I started skiing at the age of 30+ and did it in Austria for the first time. It took just a few days to get from raw beginner to OK to go down most of the slopes.
But, most of it was fearful. By this, I mean leaving the Ski school after day 2 and going to the top of the mountain etc.
I remember making a wrong turn and heading for an expert slope on one day. And I fell and couldn't stop tumbling all the way down the slope.
The other day, here in Japan, my son made a similar error by thinking an "E" on a sign meant "Easy" but unfortunately it meant "Expert". But he got down it OK.
Skiing is a very unusual sport I think. There is such a fine line between boredom (slope too easy), fun (the slope is exactly right for your ability level and not too easy) and scary (it is icy or very bumpy or steep).
Well today I went to our local ski area for the first time, this is a strange place since the slopes are either very easy or difficult. So I had to do the difficult slopes.
I watched a DVD about skiing technique before I went and I remembered the phrase that "break-troughs will not happen so often at this level" - the intermediate level where I am at.
In the difficult area there were 2 choices, the steep compacted snow and the steep bumpy, soft snow.
I went for the compacted snow several times and got better and better at it and ventured to the edges to try the powder snow. I am getting used to this soft snow now after some previous trips. It is strange compared to the compacted snow since you sink into it and miraculously are still able to move through it.

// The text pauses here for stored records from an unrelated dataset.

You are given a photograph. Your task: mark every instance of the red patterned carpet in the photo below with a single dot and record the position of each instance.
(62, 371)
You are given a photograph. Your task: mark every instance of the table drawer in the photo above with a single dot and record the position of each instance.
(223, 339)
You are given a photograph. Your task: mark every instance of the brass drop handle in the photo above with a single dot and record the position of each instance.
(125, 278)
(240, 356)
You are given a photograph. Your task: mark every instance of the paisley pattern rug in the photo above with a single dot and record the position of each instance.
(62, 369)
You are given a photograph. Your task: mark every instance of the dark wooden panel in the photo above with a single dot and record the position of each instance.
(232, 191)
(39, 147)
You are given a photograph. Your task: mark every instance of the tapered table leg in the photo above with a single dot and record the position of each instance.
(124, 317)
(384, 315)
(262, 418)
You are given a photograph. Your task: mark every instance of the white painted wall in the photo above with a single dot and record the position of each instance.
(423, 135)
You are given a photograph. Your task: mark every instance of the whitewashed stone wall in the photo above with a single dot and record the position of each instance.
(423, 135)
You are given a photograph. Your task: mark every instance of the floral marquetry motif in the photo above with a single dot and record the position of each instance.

Eventually, I got fed up with doing this same slope over and over and decided to go for the steep, soft and bumpy slope.
The first time I turned resulted in some high speed that made me panic and fall over. But what I realized is that you must not give in and fight to stay in balance. The snow was soft so there was no pain to fall.
So, it didn't take long to actually concentrate on balancing after turns and not bail out but rather stay focused on keeping upright and ready to make the next turn.
I had to carefully watch my wife turn to learn what to do. The trick is to turn your downward ski down the slope to start the turn and the other ski follows. Then, once the other ski is turned down the slope, you angle it and push on it for support, and at the same time lift the other ski and place it down horizontal to the slope. Then you are skiing quite fast across the slope and need to focus on balance, controlling speed and resisting falling on your side or skiing back up the slope to fall down.
The conditions seem crazy, but somehow it is possible to ski it. You just have to do what works and have faith in yourself!
The other thing to do is to bend your legs a lot to absorb bumps, but this is very tiring and after a few runs you don't have the stamina to maintain control.
So this was a breakthrough moment for me, actually completing these moves in what seemed at first to be impossible conditions. But great fun in the end.